"You'll ask for these articles when you reach Wesel!"
As he strode down the corridor the serious character of my situation dawned upon me. My companions had already formed their opinions concerning my immediate future. All thoughts of the war vanished before a discussion of my awkward predicament. I saw that the injunction to make enquiry for my cameras and ticket at Wesel, which is an important military centre, was merely a ruse to prevent my escape. My arrest at Wesel was inevitable.
I was carrying one or two other articles, such as a revolver, about me. I saw that although they were apparently harmless, and could be fully explained, they would incriminate me only still more. I promptly got rid of them. I had half-a-mind to discard my little camera also, but somehow or other I could not bring myself to part with this. I thought it might come in useful. Moreover there was very little likelihood of it being discovered unless I was stripped. So I left it where it was. Afterwards I was thankful I acted upon second thoughts on that occasion.
The outlook was certainly discouraging and when the train stopped at Wesel—outside the station I afterwards discovered—I acted on the impulse for self-preservation, darted along the corridor, found a place of concealment and tucked myself in. Now I realise that this was the worst thing I could have done, but then my thoughts were centred upon effecting my escape, in the half-hope that the Germans, unable to find me, would assume that I had surreptitiously left the train.
But I misjudged German thoroughness, especially when a suspected spy is the quarry. Fifteen, thirty, fifty minutes slipped by and still the train did not move. The other passengers were not being regarded kindly at my non-appearance. So, stealing out of my hiding place I sauntered as composedly as I could along the corridor to come face to face with the officer, who with his guard was diligently searching every nook and cranny and cross-questioning the other passengers. Directly he caught sight of me he sprang forward, uttering a command. The next instant I was surrounded by soldiers. I was under arrest.
The officer gave a signal from a window and the train pulled into the station. I was hustled unceremoniously on to the platform, where eight soldiers closed around me to form an escort and I was marched forward. As we crossed the platform the locomotive whistle shrieked, and about 9.30 p.m. the last train to leave Berlin on the outbreak of war bore my companions homewards.
Personally I was disposed to regard the whole episode as a joke, and an instance of Teuton blind blundering. The gravity of the situation never struck me for an instant. I argued with myself that I should speedily prove that I was the victim of circumstances and would be able to convince the military of my bona fides without any great effort.
But as I reflected it dawned upon me that my arrest had been skilfully planned. The youth on the train, whom I never saw again, had played but a minor part in the drama of which I was the central figure. My departure must have been communicated from Berlin. Otherwise how should Wesel have learned that a spy had been arrested? The station was besieged with a wildly shouting excited crowd who bawled:
"English spy! English spy! Lynch him! Lynch him!"

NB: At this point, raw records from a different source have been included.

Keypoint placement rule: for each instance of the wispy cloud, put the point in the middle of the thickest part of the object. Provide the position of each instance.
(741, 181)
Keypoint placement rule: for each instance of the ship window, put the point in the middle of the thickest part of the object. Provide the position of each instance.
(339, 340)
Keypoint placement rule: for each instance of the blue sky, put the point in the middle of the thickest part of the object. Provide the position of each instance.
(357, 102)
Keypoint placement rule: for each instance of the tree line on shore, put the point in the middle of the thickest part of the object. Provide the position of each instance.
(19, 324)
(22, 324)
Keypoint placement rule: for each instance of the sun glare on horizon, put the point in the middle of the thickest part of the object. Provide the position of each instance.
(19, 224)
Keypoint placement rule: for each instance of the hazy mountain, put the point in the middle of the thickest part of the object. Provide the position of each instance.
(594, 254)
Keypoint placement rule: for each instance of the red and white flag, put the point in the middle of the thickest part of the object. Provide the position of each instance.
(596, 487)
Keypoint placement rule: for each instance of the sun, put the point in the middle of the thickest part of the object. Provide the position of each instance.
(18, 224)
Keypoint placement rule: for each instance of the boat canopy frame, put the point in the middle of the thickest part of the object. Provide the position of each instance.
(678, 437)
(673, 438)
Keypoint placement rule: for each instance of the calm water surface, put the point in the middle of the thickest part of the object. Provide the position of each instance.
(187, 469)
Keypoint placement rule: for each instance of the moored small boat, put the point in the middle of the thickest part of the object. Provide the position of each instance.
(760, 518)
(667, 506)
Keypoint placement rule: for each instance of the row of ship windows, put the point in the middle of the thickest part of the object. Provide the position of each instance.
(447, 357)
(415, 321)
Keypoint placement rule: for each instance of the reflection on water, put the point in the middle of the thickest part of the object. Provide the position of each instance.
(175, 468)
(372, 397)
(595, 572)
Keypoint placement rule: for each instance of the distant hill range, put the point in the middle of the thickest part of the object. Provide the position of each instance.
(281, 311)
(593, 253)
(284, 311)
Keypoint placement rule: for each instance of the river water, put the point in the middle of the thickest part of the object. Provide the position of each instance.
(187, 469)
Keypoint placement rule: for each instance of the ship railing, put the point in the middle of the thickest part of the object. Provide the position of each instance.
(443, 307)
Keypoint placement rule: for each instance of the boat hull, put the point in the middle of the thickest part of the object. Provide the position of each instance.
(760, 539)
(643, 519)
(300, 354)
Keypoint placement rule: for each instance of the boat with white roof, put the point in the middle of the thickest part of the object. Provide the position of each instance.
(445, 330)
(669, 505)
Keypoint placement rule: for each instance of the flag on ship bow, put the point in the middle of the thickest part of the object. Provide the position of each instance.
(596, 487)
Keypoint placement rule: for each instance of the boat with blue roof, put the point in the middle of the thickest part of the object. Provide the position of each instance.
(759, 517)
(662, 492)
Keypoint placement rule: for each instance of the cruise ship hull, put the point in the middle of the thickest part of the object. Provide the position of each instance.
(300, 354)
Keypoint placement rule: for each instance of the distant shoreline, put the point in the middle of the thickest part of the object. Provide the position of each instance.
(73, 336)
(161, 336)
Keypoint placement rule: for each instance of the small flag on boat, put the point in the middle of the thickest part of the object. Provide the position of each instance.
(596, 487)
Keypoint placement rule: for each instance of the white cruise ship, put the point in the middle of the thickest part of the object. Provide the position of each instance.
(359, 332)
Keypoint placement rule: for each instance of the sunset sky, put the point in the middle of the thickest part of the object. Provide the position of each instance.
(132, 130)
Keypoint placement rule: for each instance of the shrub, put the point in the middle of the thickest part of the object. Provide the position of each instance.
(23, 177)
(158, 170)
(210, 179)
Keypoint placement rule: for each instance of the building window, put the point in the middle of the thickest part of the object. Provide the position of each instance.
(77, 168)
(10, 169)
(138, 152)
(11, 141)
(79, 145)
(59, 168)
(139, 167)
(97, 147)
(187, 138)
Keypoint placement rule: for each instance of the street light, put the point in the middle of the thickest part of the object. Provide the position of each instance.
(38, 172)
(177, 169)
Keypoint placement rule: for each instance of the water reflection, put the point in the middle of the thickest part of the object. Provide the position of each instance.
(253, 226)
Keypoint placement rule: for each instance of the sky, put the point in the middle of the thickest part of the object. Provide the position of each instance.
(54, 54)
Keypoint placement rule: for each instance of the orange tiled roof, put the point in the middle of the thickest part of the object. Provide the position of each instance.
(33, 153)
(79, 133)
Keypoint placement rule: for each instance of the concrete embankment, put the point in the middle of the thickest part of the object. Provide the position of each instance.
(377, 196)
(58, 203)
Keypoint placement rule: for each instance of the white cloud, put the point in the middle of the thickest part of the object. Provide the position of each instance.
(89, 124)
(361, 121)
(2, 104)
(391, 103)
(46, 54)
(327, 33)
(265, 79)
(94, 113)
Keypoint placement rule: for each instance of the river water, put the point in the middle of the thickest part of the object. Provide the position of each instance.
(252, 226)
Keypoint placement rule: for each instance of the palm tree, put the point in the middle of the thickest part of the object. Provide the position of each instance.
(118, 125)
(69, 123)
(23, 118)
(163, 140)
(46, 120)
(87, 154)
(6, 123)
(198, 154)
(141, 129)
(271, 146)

I was bundled into a military office which had evidently been hurriedly extemporised from a lumber room. The crowd outside increased in denseness and hostility. They were shouting and raving with all the power of their lungs. These vocal measures proving inadequate, stones and other missiles commenced to fly. They could not see through the windows of the room so an accurately thrown brick shivered the pane of glass. Through the open space I caught glimpses of the most ferocious and fiendish faces it has ever been my lot to witness. Men and women vied with one another in the bawling and ground their teeth when they caught sight of me.